Biotin Supplements Can Interfere With Cardiac Troponin Tests: FDA
One person died after excessive levels of biotin, also known as vitamin B7, skewed their troponin test results, according to the FDA.
The US Food and Drug Administration (FDA) is warning physicians and other healthcare professionals that megadoses of supplementary biotin can result in skewed laboratory test results, including incorrect cardiac troponin measurements.
The FDA has received one report of a patient death resulting from an incorrect cardiac troponin assessment that occurred because of biotin interference.
“Biotin in patient samples can cause falsely high or falsely low results, depending on the test,” according to the FDA. “Incorrect test results may lead to inappropriate patient management or misdiagnosis. For example, a falsely low result for troponin, a clinically important biomarker to aid in the diagnosis of heart attacks, may lead to a missed diagnosis and potentially serious clinical implications.”
The problem occurs because many immunoassays rely on biotin-streptavidin binding to capture antibodies. For example, biotin is used in immunoassay tests for cardiac troponins and thyroid stimulating hormone (TSH), among many others, and these assays can be affected by biotin in the patient’s serum sample.

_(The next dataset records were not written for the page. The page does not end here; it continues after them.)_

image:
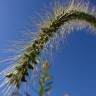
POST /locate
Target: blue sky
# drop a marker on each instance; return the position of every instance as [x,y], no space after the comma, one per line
[74,68]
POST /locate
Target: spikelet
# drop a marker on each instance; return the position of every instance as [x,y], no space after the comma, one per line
[49,33]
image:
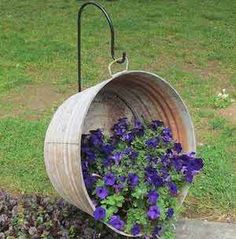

Biotin is a water-soluble B vitamin found in multivitamins, prenatal vitamins, and dietary supplements marketed for hair, skin, and nail growth, according to the FDA. Additionally, biotin is currently being investigated for the treatment of multiple sclerosis (MS), and as a result, some physicians may be recommending large doses of biotin for such patients.
The daily recommended allowance for biotin in 0.03 mg, a level that typically does not interfere with laboratory test results. The supplements marketed for hair, skin, and nails, however, can contain up to 20 mg of biotin, which is more than 650 times the recommended allowance. In patients with MS, physicians may even recommend up to 300 mg/day, the FDA says.
Physicians are advised to ask their patients if they are taking any biotin supplements and to be aware that certain lab tests, even beyond diagnostic cardiovascular and hormone tests, might be potentially affected if there is biotin in the patient’s specimen.
“If a lab test result doesn’t match the clinical presentation of your patient, consider biotin interference as a possible source of error,” cautions the FDA.
Food and Drug Administration. Biotin (vitamin B7): Safety communication - may interfere with lab tests. Published and accessed on: November 28, 2017.